*Com David Belém Pereira/Fotografia
Correu-se este sábado, 3 de agosto, uma das etapas mais longas da 81ª edição da Volta a Portugal. Os 194,1 quilómetros a ligar Santarém a Castelo Branco, atravessando toda a região do Médio Tejo, o forte calor que se fazia sentir e a proximidade da etapa rainha da Serra da Estrela, condicionavam a prestação do pelotão.
Numa etapa com um final talhado para os sprinters, o plano B é sempre uma fuga de corredores menos bem posicionados na Geral. Foi o que veio a acontecer. Logo à saída de Santarém saltaram do pelotão Jayde Julius (Protouch) e Guillaume Almeida (BAI Sicasal Petro de Luanda) encetando uma fuga com cheirinho a África. O luso-francês defende uma equipa angolana e Julius é sul-africano.

A fuga começou a ganhar consistência com a complacência do pelotão e à passagem pela Chamusca já registava um avanço superior a doze minutos. A partir daí a Caja Rural-Seguros RGA e a Amore & Vita-Prodir, com candidatos à vitória na etapa, pegaram na perseguição e o tempo da fuga começou a cair. Na Meta Volante em Abrantes, ganha por Jayde Julius, cifrava-se em cerca de sete minutos.

A caminho de Mação o cenário alterou-se. Surgiram as primeiras dificuldades e o tempo da fuga estabilizou nos três minutos, já que havia interesse em controlar mas não em anular completamente a fuga.
Guillaume Almeida ia vencendo as Metas de Montanha em Penhascoso e Gavião. Na subida para o Gavião surgiu o primeiro sinal de alarme na equipa do Sporting/Tavira. Tiago Machado teve uma avaria, foi obrigado a trocar de montada e o grosso da equipa verde e branca foi obrigada a trabalho suplementar para recolocar o líder no pelotão.

Com a meta em Castelo Branco a aproximar-se rapidamente, Guillaume Almeida abdicou da fuga acusando o esforço dispendido. Seria o último a chegar, com mais de 21 minutos para o vencedor.
Jayde Julius persistiu na fuga sendo apanhado a apenas sete quilómetros da meta, depois das equipas com ambições à vitória na etapa se começarem a posicionar para uma veloz aproximação à meta.
Jogou melhor a equipa de Nuno Ribeiro, a W52-FC Porto, que levou Daniel Mestre nas melhores condições para vencer num vigoroso sprint ao fim de 5h11m37s de prova.

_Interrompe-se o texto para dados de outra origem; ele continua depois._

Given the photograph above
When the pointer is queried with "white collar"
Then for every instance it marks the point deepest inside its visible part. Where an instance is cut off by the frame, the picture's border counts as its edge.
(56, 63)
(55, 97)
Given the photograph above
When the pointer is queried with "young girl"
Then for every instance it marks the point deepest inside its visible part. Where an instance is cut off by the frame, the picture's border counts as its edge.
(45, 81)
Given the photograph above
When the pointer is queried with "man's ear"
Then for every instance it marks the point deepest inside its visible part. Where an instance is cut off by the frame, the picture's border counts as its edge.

Cément Russo (Team Arkéa-Samsic) foi segundo e August Jensen (Israel Cycling Academy) fechou o pódio de uma jornada que deixou Gustavo César Veloso (W52-FC Porto) no topo da classificação geral, com vantagem ainda maior sobre os rivais, pois houve “cortes” de tempo, como seria de prever, numa chegada tão complicada e técnica como a de Castelo Branco.
Uma das “vítimas” foi o candidato à vitória na Volta Jóni Brandão. Na aproximação à meta, o ciclista da Efapel perdeu tempo num “corte”, finalizando a jornada na décima posição da Geral, a 23 segundos do camisola amarela depois duma penalização de dez segundos ditada pelo Colégio de Comissários por ter beneficiado de apoio irregular por parte do carro de apoio, na etapa anterior.
Gustavo César Veloso está, pois, no topo da geral. Tem três segundos de vantagem sobre Mikel Aristi (Euskadi Basque Country-Murias) e oito relativamente a Daniel Mestre (W52-FC Porto), que lhe sucedem na tabela.
A W52-FC Porto é ainda dona da camisola verde, através de Daniel Mestre, e comanda por equipas. Urko Berrade (Euskadi Basque Country-Murias) é o melhor jovem. O basco Peio Goikoetxea (Equipo Euskadi) teve a competência suficiente para manter o estatuto de melhor trepador.

Este domingo corre-se aquela que é considerada a etapa rainha. Com partida de Pampilhosa da Serra e chegada ao ponto mais alto de Portugal Continental, a Torre, promete sérias mexidas na classificação e talvez se comece a definir o futuro vencedor da “Grandíssima”.